Rep. Mike Johnson, a Louisiana Republican, emailed every Republican member of Congress looking for support for such a brief, filed directly to the U.S. Supreme Court by Texas Attorney General Ken Paxton.
He ultimately won over 106 members of the House, all of whom are listed on a brief filed with the U.S. Supreme Court on Thursday. The Hill’s Supreme Court reporter, John Kruzel, tweeted an image of the original list of signatories.
That list includes nine members of Florida’s Congressional Delegation, including Reps. Gus Bilirakis, Mario Diaz-Balart, Neal Dunn, Matt Gaetz, John Rutherford, Ross Spano, Michael Waltz, Dan Webster and Ted Yoho. Later, Reps. Bill Posey and Greg Steube signed on to the brief as well, at the same time House Minority Leader Kevin McCarthy of California added his name.
That’s a majority of the 14 Republicans representing Florida in the House.
“President Trump called me this morning to let me know how much he appreciates the amicus brief we are filing on behalf of Members of Congress,” Johnson tweeted. “Indeed, ‘this is the big one!'”
Webster released a statement suggesting it’s appropriate for election disputes to go the Supreme Court, as occurred when Democrat Al Gore pushed for further recounts of Florida’s election result in 2000. Webster served in the Florida Senate at the time.

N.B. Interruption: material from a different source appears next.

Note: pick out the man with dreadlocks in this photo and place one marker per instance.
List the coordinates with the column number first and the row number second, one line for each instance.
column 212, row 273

“We are a nation of laws and order. We must ensure a constitutionally approved process was conducted and all valid claims are properly addressed,” Webster said. “As I said last month, President Trump has the right to take legal action and request recounts to ensure every and only legally cast ballots are counted. Twenty years ago, the news media projected the wrong winner in Florida, and it was about a month before official results of the 2000 Presidential Election were known. Free and fair elections are the bedrock of our republic and it is always right to fight to uphold the constitution when a serious question arises.”
The amicus brief came a day after Florida Attorney General Ashley Moody joined an amicus brief with other Republican Attorneys General in support of Paxton’s lawsuit.
Waltz praised the move at the time on Twitter. “Free and fair elections are the foundation of our Republic. We must fight to protect their integrity. Right move by Attorney General Ashley Moody in urging the Supreme Court to consider Texas’s motion to ensure the 2020 election was fairly reviewed and decided.”
The Paxton suit itself relies on many accusations of voter fraud that have been dismissed in court or publicly debunked. Attorneys for Trump have declined to present evidence in previous federal court cases.
Meanwhile, Trump has voiced support for a special counsel into election fraud around the 2020 election. “Great. Most corrupt Election in history, by far. We won!!!” Trump tweeted on Thursday.
But U.S. Attorney General Bill Barr has made clear the Justice Department has not uncovered evidence of widespread voter fraud that would change the outcome of the election.
All states earlier this week submitted official election results, which collectively show Democrat Joe Biden won the election with 306 electoral votes. It takes 270 to win.
The Paxton lawsuit seeks to nullify election results in Georgia, Michigan, Pennsylvania and Wisconsin. Those states collectively represent 62 electoral votes, which would bring Biden’s total down to 244. That’s still more than the 232 won by Trump, but without a majority, the decision on who won the election would go to Congress, where state congressional delegations would determine the outcome.
Trump won in Florida with 51.2% of the vote.